Good werewolf movies are very hard to come by.  That was until I came across Wolf a few years ago.  Fronted by two amazingly electric actors in Jack Nicholson and James Spader along with a very tantalizing Michelle Pfeiffer, I couldn’t love this film more.  It’s a different approach that is far more modern and character driven with these supernatural aspect slowly weaved into the plot.

Worn down and out of luck, aging publisher Will Randall (Jack Nicholson) is at the end of his rope when his co-worker and protégé, Stewart Swinton (James Spader), snatches both his job and wife out from under his nose.  However, after being bit by a wolf on a snowy road, Will suddenly finds himself energized, more competitive than ever, and possessed with amazingly heightened senses.  Meanwhile, Laura Alden (Michelle Pfeiffer), the beautiful daughter of his shrewd boss, begins to fall for him – without realizing that the man she’s begun to love is gradually turning into the creature by which he was bit.

As should go without saying, Jack Nicholson is excellent in this movie.  He gives us a performance that is mostly low key with modest manner and sense of heart.  He’s a man living a less than stellar life, and that downtrodden feeling seeps into the cracks of the performance.  There’s also the increasing worry about his wolf bite that truly begins to affect Will adversely.  However, of course, Nicholson is able to turn on his mojo and even delve into a feral side that is fierce and primal.

It’s slightly humorous how the enhanced senses manifest in Will Randall.  There’s a few funny moments, like being able to smell the tequila on a co-worker early in the morning, or how he doesn’t even realize that he can read perfectly without his reading glasses.  However, it takes a more unsettling turn when he can start hearing far away voices throughout his office complex.  Still, the film is able to maintain an occasional sense of levity mostly from the charisma of Nicholson and Spader.  I love how the wolf instincts make Will more aggressive, able to take stand against his co-workers and boss.  He becomes a man of bravado and cutthroat actions instead of a weaker willed pushover that he was.  So, at first, this is all a good change in his character, but gradually, the wolf bite effects begin to take a more ferocious and bloodletting turn.

James Spader is wonderfully sleazy, as appears to be his regular strength, as Will’s apprentice / rival.  Stewart is conniving and deceitful with no ethical or moral compass.  He’s a real snake in the grass that will smile to your face while stabbing you in the back, and Spader makes it a richly enjoyable performance.  He really excels in these kinds of roles, portraying them pitch perfect to make the character detestable while still being wholly entertaining.  Awesomely, he gets the chance to just go full boar with it by the end with a very fearsome performance.  This really is all the vile, juicy Spader you could ever want.

It’s surprising how good the chemistry is between Nicholson and Michelle Pfeiffer.  There’s a nineteen year age difference between them, but that seems to work better for these characters.  Will Randall is a more worn out, tired career man while Laura Alden is young, vibrant, and intriguing.  Pfeiffer certainly has a seductive aura about her that creates a dangerous air to the relationship.  There’s plenty of sexual charisma to spare with both her and Nicholson.  Overall, she does a tremendous job with this character who does have a harder, jaded exterior with a more approachable, comforting core.

The supporting cast of Wolf is also stellar.  Most notably is Christopher Plummer’s gracefully egotistical, but also authoritative Raymond Alden, the owner of the publishing house.  He carries a substantial weight as this slightly ruthless boss who insincerely sugar coats things.  He has a great presence and a subtle way of acting that results in a lot of dimension coming out on screen.

The mystical ideas of the demon wolf are beautifully conveyed.  There’s a grounded sensibility from Dr.

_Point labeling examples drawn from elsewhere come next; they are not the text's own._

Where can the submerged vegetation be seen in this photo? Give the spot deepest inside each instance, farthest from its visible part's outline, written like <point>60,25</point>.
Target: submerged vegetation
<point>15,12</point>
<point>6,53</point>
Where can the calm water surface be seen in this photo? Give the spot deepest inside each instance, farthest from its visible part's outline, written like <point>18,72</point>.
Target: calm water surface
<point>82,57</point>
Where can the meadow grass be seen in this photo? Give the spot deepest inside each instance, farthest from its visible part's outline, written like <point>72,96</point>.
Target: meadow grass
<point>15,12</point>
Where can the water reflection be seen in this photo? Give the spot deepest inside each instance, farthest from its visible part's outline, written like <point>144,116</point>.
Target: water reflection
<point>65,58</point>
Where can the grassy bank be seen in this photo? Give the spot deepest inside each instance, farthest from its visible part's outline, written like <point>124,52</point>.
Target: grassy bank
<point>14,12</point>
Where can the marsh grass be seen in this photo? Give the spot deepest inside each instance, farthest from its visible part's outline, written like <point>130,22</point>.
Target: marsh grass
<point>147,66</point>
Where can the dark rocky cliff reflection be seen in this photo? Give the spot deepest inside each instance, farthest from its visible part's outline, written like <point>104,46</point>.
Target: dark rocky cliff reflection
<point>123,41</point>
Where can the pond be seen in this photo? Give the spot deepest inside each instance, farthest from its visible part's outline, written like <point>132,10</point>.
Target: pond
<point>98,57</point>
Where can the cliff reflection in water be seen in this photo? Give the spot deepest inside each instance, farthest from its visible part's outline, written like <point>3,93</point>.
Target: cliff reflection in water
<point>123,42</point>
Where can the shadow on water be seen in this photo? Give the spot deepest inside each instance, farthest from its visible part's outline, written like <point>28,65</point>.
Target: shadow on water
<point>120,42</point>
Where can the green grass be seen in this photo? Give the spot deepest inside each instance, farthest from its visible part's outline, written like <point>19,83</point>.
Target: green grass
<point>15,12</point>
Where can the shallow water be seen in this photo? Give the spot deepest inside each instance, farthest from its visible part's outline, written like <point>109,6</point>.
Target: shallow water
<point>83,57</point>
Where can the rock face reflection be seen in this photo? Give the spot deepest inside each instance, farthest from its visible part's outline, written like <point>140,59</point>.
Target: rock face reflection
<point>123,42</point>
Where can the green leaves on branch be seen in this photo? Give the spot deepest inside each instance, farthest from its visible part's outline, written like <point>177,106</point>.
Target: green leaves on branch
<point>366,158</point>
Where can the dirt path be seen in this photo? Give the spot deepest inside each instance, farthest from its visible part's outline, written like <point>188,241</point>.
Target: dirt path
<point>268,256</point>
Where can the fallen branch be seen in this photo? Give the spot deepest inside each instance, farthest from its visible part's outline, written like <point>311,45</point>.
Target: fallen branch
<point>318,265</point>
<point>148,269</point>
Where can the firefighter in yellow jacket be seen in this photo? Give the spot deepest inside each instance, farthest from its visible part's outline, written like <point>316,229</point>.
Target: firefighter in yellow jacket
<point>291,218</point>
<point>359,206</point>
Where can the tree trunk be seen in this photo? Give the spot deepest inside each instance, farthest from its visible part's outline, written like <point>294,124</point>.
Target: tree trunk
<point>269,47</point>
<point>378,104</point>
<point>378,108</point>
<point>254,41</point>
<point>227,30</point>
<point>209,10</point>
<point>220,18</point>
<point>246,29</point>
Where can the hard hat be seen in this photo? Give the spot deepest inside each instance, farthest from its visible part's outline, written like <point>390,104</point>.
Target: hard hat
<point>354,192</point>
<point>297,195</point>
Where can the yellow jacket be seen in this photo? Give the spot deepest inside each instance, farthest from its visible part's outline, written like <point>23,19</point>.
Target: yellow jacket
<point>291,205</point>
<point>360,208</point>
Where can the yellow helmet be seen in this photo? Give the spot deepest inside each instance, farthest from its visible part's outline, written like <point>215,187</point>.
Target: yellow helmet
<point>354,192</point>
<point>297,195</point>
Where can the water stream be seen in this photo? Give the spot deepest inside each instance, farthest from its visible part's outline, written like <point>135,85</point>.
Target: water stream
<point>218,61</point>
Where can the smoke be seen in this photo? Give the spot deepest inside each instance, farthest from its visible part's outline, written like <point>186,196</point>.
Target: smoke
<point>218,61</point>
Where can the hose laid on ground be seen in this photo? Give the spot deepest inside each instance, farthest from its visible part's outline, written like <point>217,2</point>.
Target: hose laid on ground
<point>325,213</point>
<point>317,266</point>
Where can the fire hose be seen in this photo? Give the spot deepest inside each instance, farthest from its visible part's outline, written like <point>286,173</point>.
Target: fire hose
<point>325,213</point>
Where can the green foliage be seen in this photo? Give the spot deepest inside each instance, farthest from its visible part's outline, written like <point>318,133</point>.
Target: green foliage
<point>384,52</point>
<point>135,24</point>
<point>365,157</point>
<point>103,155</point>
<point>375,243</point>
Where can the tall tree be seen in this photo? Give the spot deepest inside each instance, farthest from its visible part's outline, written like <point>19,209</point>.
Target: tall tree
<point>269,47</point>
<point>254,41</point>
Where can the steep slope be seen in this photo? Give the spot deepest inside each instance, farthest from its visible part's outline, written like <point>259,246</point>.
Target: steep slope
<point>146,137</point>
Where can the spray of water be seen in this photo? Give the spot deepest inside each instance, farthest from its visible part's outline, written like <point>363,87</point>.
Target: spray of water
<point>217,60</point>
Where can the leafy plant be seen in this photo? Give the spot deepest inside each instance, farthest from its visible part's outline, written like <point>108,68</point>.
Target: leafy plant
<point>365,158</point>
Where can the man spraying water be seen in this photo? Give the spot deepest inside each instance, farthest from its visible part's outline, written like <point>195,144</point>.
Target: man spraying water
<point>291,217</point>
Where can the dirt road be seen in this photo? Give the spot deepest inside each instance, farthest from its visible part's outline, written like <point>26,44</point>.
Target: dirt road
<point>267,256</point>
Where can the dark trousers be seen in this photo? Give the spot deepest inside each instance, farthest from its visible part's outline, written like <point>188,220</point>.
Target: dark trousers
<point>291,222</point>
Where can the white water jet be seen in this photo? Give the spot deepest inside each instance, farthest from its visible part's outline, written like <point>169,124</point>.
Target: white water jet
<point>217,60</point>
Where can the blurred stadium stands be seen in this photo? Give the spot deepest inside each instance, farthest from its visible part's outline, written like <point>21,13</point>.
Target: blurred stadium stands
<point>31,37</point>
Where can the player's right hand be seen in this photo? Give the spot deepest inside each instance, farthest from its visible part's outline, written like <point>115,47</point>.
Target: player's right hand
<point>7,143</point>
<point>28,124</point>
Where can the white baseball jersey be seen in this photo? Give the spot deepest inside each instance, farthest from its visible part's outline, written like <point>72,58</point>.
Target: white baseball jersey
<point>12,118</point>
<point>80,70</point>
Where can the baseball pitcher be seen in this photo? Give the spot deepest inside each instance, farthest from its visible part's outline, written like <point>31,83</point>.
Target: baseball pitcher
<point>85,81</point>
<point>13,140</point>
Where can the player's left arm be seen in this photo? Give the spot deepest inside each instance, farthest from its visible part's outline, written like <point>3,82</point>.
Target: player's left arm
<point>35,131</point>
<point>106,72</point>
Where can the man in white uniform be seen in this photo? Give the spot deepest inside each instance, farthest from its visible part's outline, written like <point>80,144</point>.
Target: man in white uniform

Alezais when he tells Will of the lore.  It’s not the ravings of some wild witch doctor, but of a man of science and research.  He believes in the possibility that this mystical lore is true, and he sells the dreaded reality of it very convincingly.  It comes at the right point in the film where both Will and the audience have experienced enough to believe that something supernatural is taking a hold of him.  So, we are all ripe to fully believe what he has to say.

I love the make-up effects from Rick Baker, a go-to master for werewolves from his work on The Howling and An American Werewolf in London.  While it is just some added facial hair, fangs, and yellow contact lenses, the visual of Nicholson in this make-up is frightening.  He looks like a wild animal that would stop your heart at the real life sight of.  Yet, he’s not the only one.  Although, I do not wish to spoil anything, but the make-up is extremely creepy upon the face of another actor.

Director Mike Nichols had this film shot in a way that was rather uncommon for the time it was made.  In many cases, it feels like a classic monster movie in its cinematography.  Preferring some dramatic camera zoom-ins over dolly shot push-ins, using rear screen projection during the driving scenes, and employing conservative editing resulting in some beautifully long takes, it partially feels like something from the black and white era.  Yet, it is such a brilliantly shot, composed, and executed film that it undeniably has a modern edge and beauty to it.  There’s a great sense of artistic horror and suspense to appeal to modern audiences.  There’s not much gore here, but there is a wealth of ferocious veracity that will satiate your desire for intense, horrific, primal violence.

The climax is absolutely wild.  Everything really converges in an animalistic confrontation that delivers in a hugely dramatic and savage high point.  How it all ultimately ends is tragically heartbreaking and powerful.  Yet, it still has a nice quirky and mesmerizing punch right at the end, too.  Mike Nichols’ ability to pull off these complex tones which mesh unsettling tension with a dash of quirky humor is really marvelous.  How this film progresses from a light drama about Will Randall’s inter-office politics and his developing romantic relationship with Laura to a full-on werewolf horror film is amazing.  That’s actually why this film works.  It builds these characters up into a realistic setting with convincing relationships and conflicts.  They are charismatic and entertaining characters that really invest your interest.  Then, the film gradually builds up the supernatural wolf element as it begins to affect Will’s behavior from a re-invigorated, confident man to a frightening metamorphosis that he deathly fears.  It’s a wonderful twisting arc that never loses credibility or its grounded sensibilities.  The conflicts it establishes, and the relationships it grows remain an integral part of the story all the way through.  It really is a stellar work of screenwriting by Jim Harrison and Wesley Strick, and a brilliant directing job by Mike Nichols.

Add in an excellent score by the legendary Ennio Morricone, and you’ve got one hell of a great film that I dearly love.  It’s a real gem I only discovered a few Octobers ago, and have really wanted to share my admiration for it for a long time.  Wolf was actually delayed into release by several months to completely re-shoot the entire third act of the movie. Whatever they did is entirely seamless.  I cannot see any deviation in quality or story to hint at what was changed.  There was no novelization, and no script available online to find out what the original third act was.  I’m certainly intrigued, but the film that was released is entirely amazing and I wouldn’t change a thing.  As I said, good werewolf movies are hard to come by, and I think Wolf is a surprising pleasure.  There was no shortage of remarkable talent behind this film, and that talent shines through in every moment.  I think it’s a great and original horror films with a lot of entertainment value to offer any audience.